İnsanların bir kısmı, “Niçin günde beş vakit namaz olmuş, bir vakit olsa idi daha iyi olmaz mıydı?” diye düşünürler. Bir vakit namaz yeterli olsaydı Allah (c.c.) nefsimize onu uygun görürdü. Allah (c.c.) dinde, nefse her zaman en kolay geleni teklif eder. Hiçbir zaman bizim sıkıntıya girmemizi istemez. Ama demek ki, nefis o kadar azgın ki, günde beş kez ona Allah’ı (c.c.) anımsatmayınca yoldan çıkabilecek bir özellikte yaratılmıştır. Çünkü nefsimizi yaratan onun ilacını bizden daha iyi bilir.
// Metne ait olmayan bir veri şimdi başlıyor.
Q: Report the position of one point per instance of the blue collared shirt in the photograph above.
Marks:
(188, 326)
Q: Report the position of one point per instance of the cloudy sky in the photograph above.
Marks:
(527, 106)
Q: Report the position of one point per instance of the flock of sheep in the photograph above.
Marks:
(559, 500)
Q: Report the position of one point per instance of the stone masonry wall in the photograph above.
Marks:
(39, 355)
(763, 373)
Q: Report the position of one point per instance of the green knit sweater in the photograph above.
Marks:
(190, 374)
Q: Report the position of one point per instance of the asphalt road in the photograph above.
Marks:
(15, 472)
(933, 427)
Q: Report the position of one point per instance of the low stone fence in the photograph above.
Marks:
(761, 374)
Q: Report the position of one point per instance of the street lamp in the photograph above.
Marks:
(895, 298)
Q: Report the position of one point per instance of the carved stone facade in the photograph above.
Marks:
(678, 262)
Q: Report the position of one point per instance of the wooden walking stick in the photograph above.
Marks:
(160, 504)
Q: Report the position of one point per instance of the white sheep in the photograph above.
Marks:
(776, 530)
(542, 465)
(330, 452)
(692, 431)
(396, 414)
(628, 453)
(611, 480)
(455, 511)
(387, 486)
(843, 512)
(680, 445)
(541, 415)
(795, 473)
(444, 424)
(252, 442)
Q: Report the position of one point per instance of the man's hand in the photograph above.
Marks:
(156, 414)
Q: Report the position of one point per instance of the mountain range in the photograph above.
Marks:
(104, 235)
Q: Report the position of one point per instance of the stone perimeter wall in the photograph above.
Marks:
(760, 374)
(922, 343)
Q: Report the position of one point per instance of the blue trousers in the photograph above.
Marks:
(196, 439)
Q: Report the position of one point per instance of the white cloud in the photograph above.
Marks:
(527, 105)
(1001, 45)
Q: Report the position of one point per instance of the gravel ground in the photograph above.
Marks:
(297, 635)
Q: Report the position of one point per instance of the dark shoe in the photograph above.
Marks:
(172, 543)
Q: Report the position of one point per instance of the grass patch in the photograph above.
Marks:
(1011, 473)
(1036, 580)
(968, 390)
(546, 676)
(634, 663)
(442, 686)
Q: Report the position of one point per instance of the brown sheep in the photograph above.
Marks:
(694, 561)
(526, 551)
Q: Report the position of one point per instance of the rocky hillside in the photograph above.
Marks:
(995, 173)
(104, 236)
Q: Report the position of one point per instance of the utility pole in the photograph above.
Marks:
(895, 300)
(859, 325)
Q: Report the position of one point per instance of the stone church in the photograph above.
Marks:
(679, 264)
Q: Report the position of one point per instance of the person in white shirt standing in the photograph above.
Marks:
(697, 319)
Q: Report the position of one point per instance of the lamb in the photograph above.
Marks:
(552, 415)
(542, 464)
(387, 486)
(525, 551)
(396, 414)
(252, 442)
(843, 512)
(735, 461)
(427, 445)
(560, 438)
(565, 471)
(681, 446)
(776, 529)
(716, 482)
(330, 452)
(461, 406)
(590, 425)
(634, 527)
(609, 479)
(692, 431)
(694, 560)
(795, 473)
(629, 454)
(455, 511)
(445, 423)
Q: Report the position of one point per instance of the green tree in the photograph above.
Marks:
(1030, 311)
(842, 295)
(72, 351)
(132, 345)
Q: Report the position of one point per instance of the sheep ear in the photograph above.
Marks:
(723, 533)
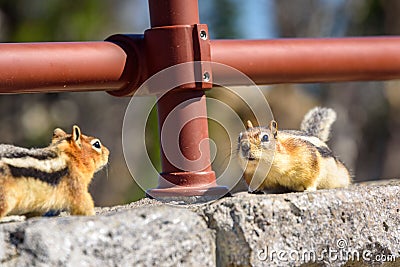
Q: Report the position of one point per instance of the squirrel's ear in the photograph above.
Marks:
(76, 135)
(273, 126)
(58, 133)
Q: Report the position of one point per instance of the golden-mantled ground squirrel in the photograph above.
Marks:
(56, 177)
(295, 160)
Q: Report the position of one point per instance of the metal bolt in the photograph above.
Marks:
(203, 34)
(206, 76)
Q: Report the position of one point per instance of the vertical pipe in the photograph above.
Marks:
(168, 44)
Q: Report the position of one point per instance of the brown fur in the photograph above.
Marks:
(21, 195)
(288, 160)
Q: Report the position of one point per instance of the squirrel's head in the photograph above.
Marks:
(84, 152)
(258, 142)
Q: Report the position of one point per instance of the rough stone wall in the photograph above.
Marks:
(359, 226)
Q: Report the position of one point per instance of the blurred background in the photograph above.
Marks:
(366, 136)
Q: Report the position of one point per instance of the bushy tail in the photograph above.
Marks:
(318, 121)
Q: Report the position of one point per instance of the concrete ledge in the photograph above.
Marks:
(357, 226)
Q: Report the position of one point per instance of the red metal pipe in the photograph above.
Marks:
(172, 40)
(54, 67)
(310, 60)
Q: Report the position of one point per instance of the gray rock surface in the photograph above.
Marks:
(359, 226)
(160, 236)
(329, 227)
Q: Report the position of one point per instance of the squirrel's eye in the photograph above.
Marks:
(97, 144)
(265, 138)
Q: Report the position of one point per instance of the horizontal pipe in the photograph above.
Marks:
(55, 67)
(106, 66)
(309, 60)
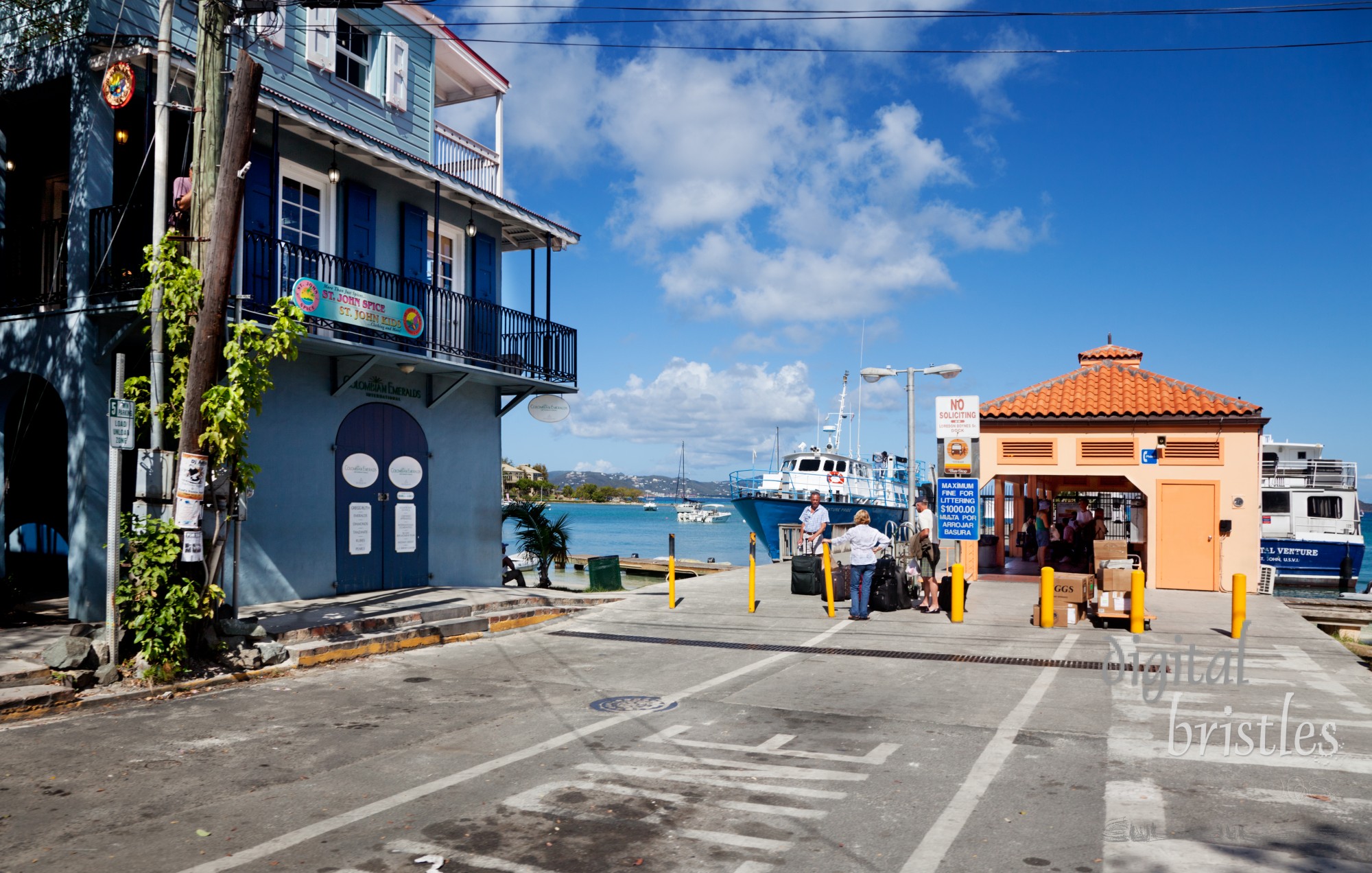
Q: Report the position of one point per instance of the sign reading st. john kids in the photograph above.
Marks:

Lâ-ilâhe kılıcının etkisiyle, haramlardan kaçınmakla ve ibadetlere devam etmekle nefis dize geliyor ve illallah (ancak Allah (c.c.) vardır/hâkimdir) diyerek imanını tamamlıyor. Gerçi ruh Allah’tan (c.c.) geldiği için hiçbir zaman Allah’ı (c.c.) inkar etmez. Ama nefis bazen insanın manevi dünyasında o kadar hakim hale gelebiliyor ki ruha teneffüs etme imkanı bile tanımıyor, onu boğuyor. İşte  illallah diyen nefis, ruh ile bir bütünlüğe kavuşunca büyük bir huzura erer (nefs-i mutmainne).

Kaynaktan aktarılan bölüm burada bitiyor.